Sécuriser les acteurs du logement d’insertion dans leurs missions en confortant leurs moyens

  1. Faire reconnaître et assurer la place des acteurs du logement d’insertion dans les politiques publiques

    • Mettre en place un dispositif d’observation du logement d’insertion accompagné au regard des besoins, du parc, des personnes logées et des missions remplies.
    • Assurer la participation effective des acteurs du logement d’insertion aux PDAHI et SIAO.
  2. Faire reconnaître la place et les fonctions des logements d’insertion dans l’offre de logements

    • Mettre en place un dispositif de concertation au niveau départemental et régional avec les acteurs du logement d’insertion.
    • Mettre en place des modalités spécifiques de réservation des logements.
  3. Disposer des moyens pour produire du logement d’insertion

    • Favoriser la mobilisation de fonds publics et d’une épargne solidaire en direction du logement d’insertion.
    • Reconnaître et permettre aux opérateurs de MOI de dégager des résultats pour assurer la pérennité du parc et permettre le développement de l’activité.
  4. Sécuriser les activités et les opérateurs de l’insertion par le logement

    • Compléter la sécurisation économique, apportée par la CGLLS, par de nouvelles modalités de sécurisation de toute activité concourant à l’insertion par le logement.
    • Assurer la garantie universelle des risques locatifs.
  5. Assurer et sécuriser les missions de production, de gestion, d’accompagnement social, portées par les acteurs du logement d’insertion

    • Assurer, par les mécanismes d’indexation des redevances en résidence sociale, l’équilibre des charges et des recettes des opérateurs de logement d’insertion.
    • Renforcer les fondements juridiques, budgétaires de l’AGLS et sécuriser cette aide apportée aux gestionnaires de résidences sociales pour accomplir leurs missions.
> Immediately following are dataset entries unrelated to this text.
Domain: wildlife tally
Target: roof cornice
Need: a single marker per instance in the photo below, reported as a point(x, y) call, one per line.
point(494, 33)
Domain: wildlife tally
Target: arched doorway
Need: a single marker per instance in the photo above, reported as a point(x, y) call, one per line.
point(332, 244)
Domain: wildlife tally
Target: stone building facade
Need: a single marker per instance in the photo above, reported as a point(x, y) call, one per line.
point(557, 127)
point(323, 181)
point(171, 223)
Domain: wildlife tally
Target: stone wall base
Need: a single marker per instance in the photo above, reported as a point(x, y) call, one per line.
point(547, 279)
Réévaluer le montant de cette aide et ajuster le budget en fonction du nombre de résidences sociales.
    • Assurer, dans un cadre juridique et budgétaire défini, le financement de l’appui à la médiation locative apportée par les organismes agréés (intermédiation locative et gestion locative sociale).
    • Assurer la complémentarité entre la gestion locative sociale ou adaptée et les mesures d’accompagnement nécessaires pour les personnes, dans le cadre du FSL ou de l’AVDL.
    • Développer et renforcer des dispositifs publics mobilisables et adaptables aux personnes logées, afin de renforcer leur accès aux droits notamment dans le domaine de la santé (Ateliers Santé-Ville, PRAPS, services d’aide à domicile et de soins, accompagnement à la santé, etc.)
  6. Renforcer la contractualisation entre associations et pouvoirs publics

    • Financer de manière pérenne, dans le cadre du dialogue permanent de gestion, les opérateurs et leurs fédérations pour leurs missions de service public.
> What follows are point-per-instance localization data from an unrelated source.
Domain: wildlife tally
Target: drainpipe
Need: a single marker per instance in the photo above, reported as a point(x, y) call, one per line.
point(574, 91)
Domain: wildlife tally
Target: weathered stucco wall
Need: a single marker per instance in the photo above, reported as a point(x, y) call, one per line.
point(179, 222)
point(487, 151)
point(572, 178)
Assurer la professionnalisation des acteurs du logement d’insertion

  1. Développer les démarches qualité des prestations et services rendus

    • Promouvoir les démarches qualité et les dispositifs d’évaluation des prestations et services rendus : référentiels, organismes indépendants d’évaluation...
  2. Adapter les emplois aux qualifications nécessaires par la formation

    • Développer et soutenir, par des financements publics :
      • les actions de formation destinées à renforcer la professionnalisation des opérateurs;
      • les formations qualifiantes adaptées au secteur d’activité.
  3. Renforcer les actions de professionnalisation

    • Mettre en place des dispositifs d’auto-contrôle qui intègrent la maîtrise d’ouvrage d’insertion, tout en tenant compte des autres activités.
    • Promouvoir la réalisation d’outils professionnels (guides, référentiels, logiciels, etc.) utiles aux équipes de salariés et bénévoles.